If we now think of extending this to a strong field limit there are the square of connection terms Γ^a_{bc} in the Ricci curvature, or cryptically written as R ~ ∂Γ ΓΓ where there is the appearance of the nonlinear quadratic term in the connection. This nonlinear term indicates the group structure is nonabelian, so the photon interpretation breaks down. The graviton in this case is a form of di-gluon, or gluons in a state entanglement or chain that has no net QCD color charge. This connects with the AdS_n ~ CFT_{n-1} correspondence, where for n = 4 the conformal field theory is quark-gluon QCD physics. Further D-branes have QCD correspondences and this takes one into the general theory I lay out. One does need to look at the references to learn more of the specifics. The quantum phase transition to entanglement states is given in the paper I write in ref 11 L. B. Crowell

The simple fact is that as physics develops it will invoke new mathematics. I don't think I am overly mathematical in this essay, and I leave most of those details in the references. A theoretical physicist I think is wise to have a decent toolbox of mathematical knowledge and thinking. Physics invokes ideas of symmetries, remember Noether: symmetry corresponds to conservation law, and invariant quantities can also have connections with topology and number theory. I think the more one is familiar with advanced mathematics the more capable one is of thinking deeply about these matters.

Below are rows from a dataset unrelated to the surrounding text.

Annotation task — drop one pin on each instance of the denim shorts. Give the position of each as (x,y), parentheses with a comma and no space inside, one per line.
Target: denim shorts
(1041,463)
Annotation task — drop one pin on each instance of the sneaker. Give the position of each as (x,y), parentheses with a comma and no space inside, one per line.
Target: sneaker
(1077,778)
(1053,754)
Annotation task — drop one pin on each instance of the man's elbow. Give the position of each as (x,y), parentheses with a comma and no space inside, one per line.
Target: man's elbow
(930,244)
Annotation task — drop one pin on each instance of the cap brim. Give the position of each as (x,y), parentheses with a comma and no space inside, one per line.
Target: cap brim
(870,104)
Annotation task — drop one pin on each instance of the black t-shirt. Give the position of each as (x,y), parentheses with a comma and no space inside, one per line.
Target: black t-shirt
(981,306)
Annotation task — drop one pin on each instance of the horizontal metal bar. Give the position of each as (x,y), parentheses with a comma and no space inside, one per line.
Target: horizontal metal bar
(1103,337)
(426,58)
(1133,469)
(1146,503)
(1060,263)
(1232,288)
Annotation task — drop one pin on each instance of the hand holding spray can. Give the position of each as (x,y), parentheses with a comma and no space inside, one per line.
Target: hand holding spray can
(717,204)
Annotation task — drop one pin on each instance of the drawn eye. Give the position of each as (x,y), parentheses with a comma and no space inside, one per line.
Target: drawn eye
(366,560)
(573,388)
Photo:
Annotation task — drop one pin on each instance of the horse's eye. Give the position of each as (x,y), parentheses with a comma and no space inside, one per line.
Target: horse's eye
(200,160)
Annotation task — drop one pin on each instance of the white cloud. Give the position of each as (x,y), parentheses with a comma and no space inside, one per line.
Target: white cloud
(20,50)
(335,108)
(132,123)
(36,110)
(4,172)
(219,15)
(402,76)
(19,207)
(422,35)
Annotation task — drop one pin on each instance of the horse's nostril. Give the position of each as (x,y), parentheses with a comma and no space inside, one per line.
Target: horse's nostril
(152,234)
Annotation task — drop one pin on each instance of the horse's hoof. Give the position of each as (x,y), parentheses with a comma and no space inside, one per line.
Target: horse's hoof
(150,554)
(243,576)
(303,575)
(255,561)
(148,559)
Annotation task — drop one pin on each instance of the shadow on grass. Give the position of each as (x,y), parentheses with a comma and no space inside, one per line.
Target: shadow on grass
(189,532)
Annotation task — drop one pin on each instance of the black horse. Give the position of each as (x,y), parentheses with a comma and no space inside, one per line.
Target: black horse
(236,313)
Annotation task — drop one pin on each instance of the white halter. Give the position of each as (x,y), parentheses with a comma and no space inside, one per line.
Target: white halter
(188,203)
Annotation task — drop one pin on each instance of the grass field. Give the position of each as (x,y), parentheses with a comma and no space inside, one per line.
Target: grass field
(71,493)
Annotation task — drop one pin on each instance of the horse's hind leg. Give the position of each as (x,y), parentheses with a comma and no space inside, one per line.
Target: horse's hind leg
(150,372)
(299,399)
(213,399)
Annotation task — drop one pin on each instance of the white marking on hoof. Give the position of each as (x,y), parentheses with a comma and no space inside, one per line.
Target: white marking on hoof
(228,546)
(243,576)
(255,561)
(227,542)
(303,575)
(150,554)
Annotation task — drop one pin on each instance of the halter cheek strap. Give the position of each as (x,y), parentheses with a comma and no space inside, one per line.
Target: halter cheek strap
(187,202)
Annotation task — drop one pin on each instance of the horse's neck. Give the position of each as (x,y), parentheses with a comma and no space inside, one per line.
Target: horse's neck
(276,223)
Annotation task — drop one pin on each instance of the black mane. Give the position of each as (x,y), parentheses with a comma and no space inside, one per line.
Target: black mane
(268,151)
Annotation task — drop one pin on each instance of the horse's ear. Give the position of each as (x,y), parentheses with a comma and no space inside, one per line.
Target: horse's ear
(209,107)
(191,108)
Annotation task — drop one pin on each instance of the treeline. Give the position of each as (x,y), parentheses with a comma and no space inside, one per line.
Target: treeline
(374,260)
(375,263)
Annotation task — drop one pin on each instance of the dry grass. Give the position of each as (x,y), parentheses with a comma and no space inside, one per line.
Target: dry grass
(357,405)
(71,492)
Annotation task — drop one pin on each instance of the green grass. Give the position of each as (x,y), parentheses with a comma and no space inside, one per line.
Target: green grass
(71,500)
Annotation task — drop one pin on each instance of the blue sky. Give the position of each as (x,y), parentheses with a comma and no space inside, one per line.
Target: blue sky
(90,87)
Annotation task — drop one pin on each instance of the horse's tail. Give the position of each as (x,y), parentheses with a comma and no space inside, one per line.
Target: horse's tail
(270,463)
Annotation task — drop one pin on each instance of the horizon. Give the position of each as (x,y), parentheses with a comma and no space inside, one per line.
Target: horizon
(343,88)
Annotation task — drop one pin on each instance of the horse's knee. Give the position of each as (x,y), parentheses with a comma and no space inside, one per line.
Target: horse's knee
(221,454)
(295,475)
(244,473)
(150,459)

It is true that my work is commensurate with P. Gibbs'. If field theoretic locality and spacetime are emergent structures then so is causality. This emergence is connected with a quantum phase transition, or a quantum critical point (tricritical point of Landau), and something occurring on a scale much larger than the string length.

Cheers LC

Large symmetries are clearly important. The more general a symmetry group is, say with a larger Lie group, the transformations of that group can maintain a more general vacuum as a vacuum. In other words, symmetry preserves the ground state (vacuum), and broken symmetry does not, or maintains a more restricted ground state. There may of course be other elements to the foundations of physics than simply using ever larger Lie groups, such as removing certain postulates like locality of field data.

A lot of this about mathematics and logic relies upon the philosophy of mathematics, which I have read about and find somewhat interesting. However, I am not that steeped in the subject, nor does it concern me that deeply. Some mathematical subjects have no reference to geometry, such as most of number theory. Of course we humans have to exist with all our causal structure in spacetime to study it. However, a mathematical realist would say that number theoretic proofs are true whether we know them or not.

Cheers LC

The matter over Leibniz is not in my essay. I appear to be wrong with respect to Spinoza in my blog post.

The sentence is missing the word be, which is unfortunate. it should read, "This would not be quantum mechanics in any natural or realistic

way."

I discuss modularity towards the end. I was planning on breaking this out further, and in fact did so more. However, I exceeded the word/page limits for the essay. So this got rather scant mention at the end.

The word unity is supposed to be unitarity.

The emergence of unitarity is complicated. The existence of singularities means that quantum wave functions are not analytic functions. They are meremorphic, which define modular function or forms. I wrote a bit more on this in a post above on Aug. 13, 2012 @ 14:44 GMT. This is a deep subject, which gets into Borel groups, Leech lattices and so forth. The length restriction on this essay prevents me from breaking this out. Besides most of this that I have worked out is on notebook paper and not published. Yet analytic functions or unitarity occurs in the special case the singularity is removed or has minimal nonlocal connection to a region outside the event horizon in the case of a black hole. This occurs for large black holes.

I am not sure what the main objection is you want to raise. I am not likely to respond much if your objection is about the foundations of mathematics or set theory.

Cheers LC

My response is below. I didn't put it in a response.

LC

I am not particularly interested in getting further into math foundations issues.. My point is there are plenty of mathematical topics which are independent of geometry. The question of mathematical realism, which is related to Platonism, is something I am not interested in debating much. There are various schools of math foundations, intutionism, constructivism and so forth, and I am not particularly a partisan to one over the other. The mathematics I work with is not terribly dependent on set theory subtleties, and most mathematics used in physics is not directly dependent on these matters.

This extends to Blumschein as well. If I recall he has some big alt-math idea that "upends" the foundations of mathematics. I am not terribly interested in going there.

Cheers LC